As the protegee of Abbe Faria, Dantes undergoes a transition that will essentially render nonexistent the innocent and ignorant young man who enters the Chateau d'if. With no way to pass the hours of his days but to learn, Dantes' time in prison is spent amassing the power of wisdom. The brilliant Faria is not simply essential to initiating an education that would shape the boy into a hardened man but also for endowing him with the wisdom to see the truth of his situation. A former political dissident himself, Faria has an intuition not afforded to his young prison-mate. But as he helps Dantes to understand the plot which had him incarcerated, he provokes a change which will shape the direction of the rest of the novel. In recognition of that change, Faria tells Dantes that "I regret now,... having helped you in your late inquiries, or having given you the information I did." "Why so?" inquired Dantes. "Because it has instilled a new passion in your heart -- that of vengeance" (Dumas 56) This exchange illuminates the importance of the mentor's influence, for better or worse, in shaping the course of his student's future exploits, and for giving him a proposition upon which to rest hope and patience. Under the oppressive weight of the prison walls, it is clear to a man of Faria's experience that Dantes will undergo a change of disposition from which he will never recover but which, simultaneously, will drive him in his survival.

Though of questionable morality, Dantes' eventual desire to succeed in achieving revenge is instilled and made feasible by his mentor's guiding hand and by the hope which is introduces into him.

And it is only in Faria's death that his teachings begin to manifest as aspects of a real future, not for the impertinently youthful Dante's, now dead after year's of captivity, but for the inexorably patient and newly emergent Count of Monte Cristo. After an isolation from society, and in particular from those to whom he owed retribution, the Count returns to France with an iconoclastic knowledge of mathematics, science, philosophy and politics, all underscored by a stony and almost inhuman patiencee. In addition, he has the money with which to accomplish all of his aims in each of these disciplines. It is the steady precision and calculating patience which his mentor has given to him in order to re-establish order in a universe whose justice has been skewed since his framing. There is a constant irony to this impetus, as demonstrated above by Faria's proclaimed remorse over invoking the thirst for vengeance in his young apprentice and the Count's subsequent indulgence in all his fantasies of revenge on the wealth of knowledge and material which he inherited from the objecting old man. This is representative of the general duality in Faria's philosophical disposition, a sense which he imparts upon the Count before his passing, imbuing a dark mission with a sense of unwavering hope for justice.

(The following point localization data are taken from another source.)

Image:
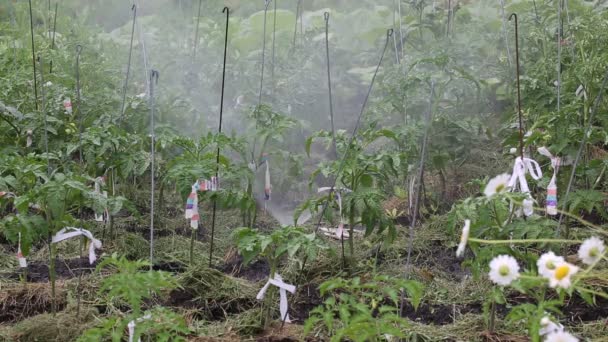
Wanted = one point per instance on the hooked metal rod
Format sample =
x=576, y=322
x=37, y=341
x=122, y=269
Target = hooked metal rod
x=217, y=158
x=126, y=83
x=389, y=34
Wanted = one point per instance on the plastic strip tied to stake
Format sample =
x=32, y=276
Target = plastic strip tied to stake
x=267, y=185
x=132, y=324
x=20, y=257
x=518, y=178
x=67, y=105
x=70, y=232
x=283, y=288
x=99, y=182
x=192, y=201
x=551, y=203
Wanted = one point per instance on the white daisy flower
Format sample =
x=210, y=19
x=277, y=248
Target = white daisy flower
x=560, y=336
x=546, y=264
x=562, y=274
x=497, y=184
x=591, y=250
x=548, y=327
x=463, y=238
x=503, y=270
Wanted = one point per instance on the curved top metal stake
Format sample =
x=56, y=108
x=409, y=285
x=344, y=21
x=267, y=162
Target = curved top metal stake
x=126, y=84
x=198, y=19
x=295, y=30
x=77, y=109
x=217, y=157
x=389, y=34
x=519, y=114
x=153, y=81
x=331, y=102
x=266, y=4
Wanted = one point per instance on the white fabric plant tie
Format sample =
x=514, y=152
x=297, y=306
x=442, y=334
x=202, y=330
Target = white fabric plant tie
x=192, y=206
x=283, y=288
x=70, y=232
x=520, y=168
x=20, y=257
x=192, y=201
x=340, y=230
x=131, y=327
x=551, y=202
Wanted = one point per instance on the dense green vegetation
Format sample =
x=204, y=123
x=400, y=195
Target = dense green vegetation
x=442, y=241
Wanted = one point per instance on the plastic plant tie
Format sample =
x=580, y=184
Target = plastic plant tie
x=267, y=185
x=70, y=232
x=29, y=140
x=67, y=105
x=192, y=201
x=6, y=194
x=131, y=327
x=580, y=92
x=20, y=257
x=551, y=202
x=283, y=288
x=99, y=182
x=520, y=168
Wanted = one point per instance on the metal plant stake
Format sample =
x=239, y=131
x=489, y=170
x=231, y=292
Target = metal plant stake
x=217, y=158
x=389, y=34
x=153, y=81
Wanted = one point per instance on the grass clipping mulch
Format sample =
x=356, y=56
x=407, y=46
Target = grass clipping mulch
x=214, y=294
x=65, y=326
x=19, y=301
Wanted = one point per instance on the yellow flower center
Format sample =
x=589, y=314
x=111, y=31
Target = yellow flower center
x=594, y=252
x=504, y=270
x=562, y=272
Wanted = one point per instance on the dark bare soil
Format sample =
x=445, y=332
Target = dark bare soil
x=38, y=272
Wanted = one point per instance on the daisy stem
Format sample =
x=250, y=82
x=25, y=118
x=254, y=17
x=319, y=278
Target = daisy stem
x=599, y=294
x=522, y=241
x=594, y=227
x=586, y=272
x=496, y=214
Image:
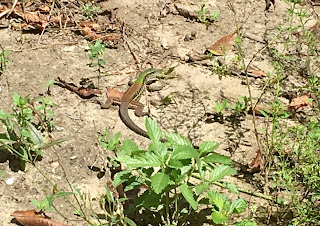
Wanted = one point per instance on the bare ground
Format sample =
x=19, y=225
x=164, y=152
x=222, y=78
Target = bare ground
x=157, y=37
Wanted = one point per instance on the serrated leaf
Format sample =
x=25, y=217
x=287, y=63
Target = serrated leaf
x=160, y=149
x=218, y=158
x=63, y=194
x=232, y=187
x=208, y=146
x=154, y=130
x=129, y=221
x=128, y=147
x=220, y=202
x=188, y=195
x=143, y=160
x=246, y=223
x=149, y=199
x=220, y=172
x=177, y=139
x=238, y=206
x=218, y=217
x=16, y=98
x=201, y=188
x=121, y=177
x=159, y=181
x=35, y=134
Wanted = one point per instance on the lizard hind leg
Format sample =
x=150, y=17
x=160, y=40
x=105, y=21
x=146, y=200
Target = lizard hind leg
x=139, y=110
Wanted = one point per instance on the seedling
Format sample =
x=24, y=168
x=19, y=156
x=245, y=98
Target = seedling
x=204, y=16
x=3, y=59
x=90, y=10
x=95, y=54
x=167, y=169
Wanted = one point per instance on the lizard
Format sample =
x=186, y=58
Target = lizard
x=129, y=100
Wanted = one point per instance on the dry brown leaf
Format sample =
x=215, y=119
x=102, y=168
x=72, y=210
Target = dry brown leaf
x=33, y=218
x=44, y=8
x=91, y=25
x=31, y=18
x=222, y=45
x=255, y=165
x=257, y=73
x=81, y=91
x=57, y=20
x=301, y=102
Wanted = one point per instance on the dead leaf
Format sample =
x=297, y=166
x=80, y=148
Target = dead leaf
x=269, y=3
x=57, y=20
x=31, y=217
x=301, y=102
x=83, y=92
x=257, y=73
x=255, y=165
x=224, y=44
x=44, y=8
x=31, y=18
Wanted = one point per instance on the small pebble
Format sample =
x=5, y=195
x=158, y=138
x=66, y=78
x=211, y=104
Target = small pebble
x=10, y=181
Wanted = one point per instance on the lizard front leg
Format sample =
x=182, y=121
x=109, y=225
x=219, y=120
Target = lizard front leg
x=139, y=110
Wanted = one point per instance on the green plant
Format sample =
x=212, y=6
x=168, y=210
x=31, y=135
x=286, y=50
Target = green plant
x=206, y=17
x=3, y=59
x=89, y=10
x=241, y=105
x=47, y=203
x=95, y=54
x=168, y=171
x=21, y=136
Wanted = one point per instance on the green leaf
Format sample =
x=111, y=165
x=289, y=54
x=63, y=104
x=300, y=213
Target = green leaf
x=16, y=97
x=63, y=194
x=188, y=195
x=4, y=115
x=121, y=177
x=218, y=158
x=128, y=147
x=160, y=149
x=238, y=206
x=35, y=135
x=246, y=223
x=154, y=130
x=200, y=188
x=143, y=160
x=129, y=221
x=232, y=187
x=177, y=139
x=220, y=172
x=109, y=195
x=159, y=181
x=149, y=199
x=208, y=146
x=220, y=202
x=218, y=217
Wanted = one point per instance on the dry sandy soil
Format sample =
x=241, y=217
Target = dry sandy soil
x=157, y=35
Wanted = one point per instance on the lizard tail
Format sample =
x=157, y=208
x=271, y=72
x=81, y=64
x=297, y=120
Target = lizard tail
x=123, y=112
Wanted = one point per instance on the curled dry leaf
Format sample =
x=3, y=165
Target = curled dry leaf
x=255, y=165
x=44, y=8
x=222, y=45
x=31, y=217
x=257, y=73
x=81, y=91
x=301, y=102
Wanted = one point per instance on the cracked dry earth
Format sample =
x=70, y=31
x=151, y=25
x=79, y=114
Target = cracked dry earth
x=158, y=36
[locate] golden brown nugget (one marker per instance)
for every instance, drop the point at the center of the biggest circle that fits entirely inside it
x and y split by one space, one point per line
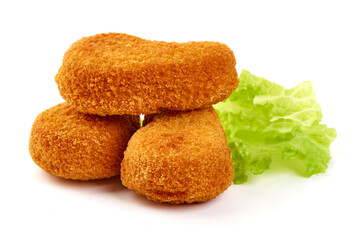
80 146
179 157
116 73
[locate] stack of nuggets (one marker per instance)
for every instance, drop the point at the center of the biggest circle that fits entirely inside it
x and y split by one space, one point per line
179 155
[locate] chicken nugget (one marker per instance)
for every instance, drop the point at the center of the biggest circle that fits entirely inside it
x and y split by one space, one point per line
80 146
179 157
116 73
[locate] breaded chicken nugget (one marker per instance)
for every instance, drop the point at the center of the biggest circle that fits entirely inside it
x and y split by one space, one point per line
80 146
179 157
116 73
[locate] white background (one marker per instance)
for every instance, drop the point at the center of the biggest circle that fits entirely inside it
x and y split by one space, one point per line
281 41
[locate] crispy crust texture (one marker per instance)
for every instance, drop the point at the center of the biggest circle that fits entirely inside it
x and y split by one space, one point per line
179 157
80 146
116 73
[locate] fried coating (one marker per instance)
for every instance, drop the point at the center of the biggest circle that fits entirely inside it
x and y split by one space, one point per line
116 73
80 146
179 157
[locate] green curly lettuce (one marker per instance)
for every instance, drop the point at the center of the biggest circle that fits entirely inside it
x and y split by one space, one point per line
266 122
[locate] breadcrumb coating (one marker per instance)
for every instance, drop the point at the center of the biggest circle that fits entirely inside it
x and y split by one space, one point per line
80 146
179 157
116 73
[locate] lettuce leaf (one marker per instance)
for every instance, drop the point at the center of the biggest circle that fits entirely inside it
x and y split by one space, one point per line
266 122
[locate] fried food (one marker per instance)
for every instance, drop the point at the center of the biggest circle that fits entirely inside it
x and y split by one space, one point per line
179 157
80 146
116 73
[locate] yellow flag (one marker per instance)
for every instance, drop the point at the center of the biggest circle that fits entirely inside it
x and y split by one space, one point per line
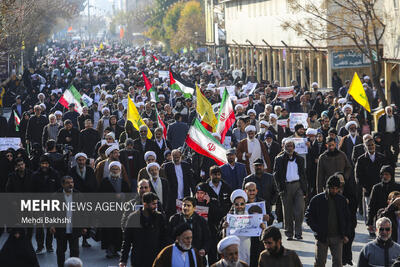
205 110
357 91
134 117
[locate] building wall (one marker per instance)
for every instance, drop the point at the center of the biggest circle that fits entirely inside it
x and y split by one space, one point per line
260 19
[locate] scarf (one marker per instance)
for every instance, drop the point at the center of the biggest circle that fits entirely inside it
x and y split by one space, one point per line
189 251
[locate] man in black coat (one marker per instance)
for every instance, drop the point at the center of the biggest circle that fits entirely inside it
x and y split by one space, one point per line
131 159
142 144
145 234
272 146
177 131
328 217
389 127
67 232
45 180
201 233
367 171
71 115
35 126
265 184
180 178
290 178
379 194
88 138
69 135
21 180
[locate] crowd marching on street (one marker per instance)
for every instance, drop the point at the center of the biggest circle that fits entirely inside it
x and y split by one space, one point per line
216 160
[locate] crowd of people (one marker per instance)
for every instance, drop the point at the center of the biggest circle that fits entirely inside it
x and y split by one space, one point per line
348 167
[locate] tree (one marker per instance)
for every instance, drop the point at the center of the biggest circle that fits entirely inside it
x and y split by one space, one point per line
358 22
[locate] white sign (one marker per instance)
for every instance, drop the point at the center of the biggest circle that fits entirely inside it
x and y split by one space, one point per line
300 145
249 88
231 90
285 92
260 204
244 225
10 142
87 100
298 118
164 74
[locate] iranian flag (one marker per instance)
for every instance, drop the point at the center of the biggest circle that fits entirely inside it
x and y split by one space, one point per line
71 95
226 116
149 88
177 83
201 141
161 124
155 59
17 121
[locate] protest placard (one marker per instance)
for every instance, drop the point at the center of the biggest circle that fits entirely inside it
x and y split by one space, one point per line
201 210
298 118
164 74
260 204
285 92
10 142
244 225
300 145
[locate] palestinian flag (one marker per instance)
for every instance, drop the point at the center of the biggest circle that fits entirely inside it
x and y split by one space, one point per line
155 59
17 121
71 95
177 83
161 124
201 141
226 116
149 88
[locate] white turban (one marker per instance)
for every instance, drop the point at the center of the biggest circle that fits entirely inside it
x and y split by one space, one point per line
238 193
238 106
265 123
104 109
114 163
81 154
152 165
251 111
311 131
226 242
111 149
250 128
346 107
273 115
347 126
148 154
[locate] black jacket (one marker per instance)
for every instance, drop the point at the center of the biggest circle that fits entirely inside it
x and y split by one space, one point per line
382 123
317 215
16 184
280 169
266 188
85 184
35 127
378 198
46 182
146 239
165 191
201 233
88 139
367 173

We find this centering perspective in the Count when acting as a mentor himself, to the young and soon to be betrothed Maximilian. Here, he observes in the spirit of his long-deceased teacher, that "there is neither happiness nor misery in the world; there is only the comparison of one state with another, nothing more. He who has felt the deepest grief is best able to experience supreme happiness" (Dumas 479) This sentiment is one which, even years later, closely identifies the Count with the young and despairing Edmond Dantes under Faria's tutelage, capable only of finding hope in the patience which comes from knowledge.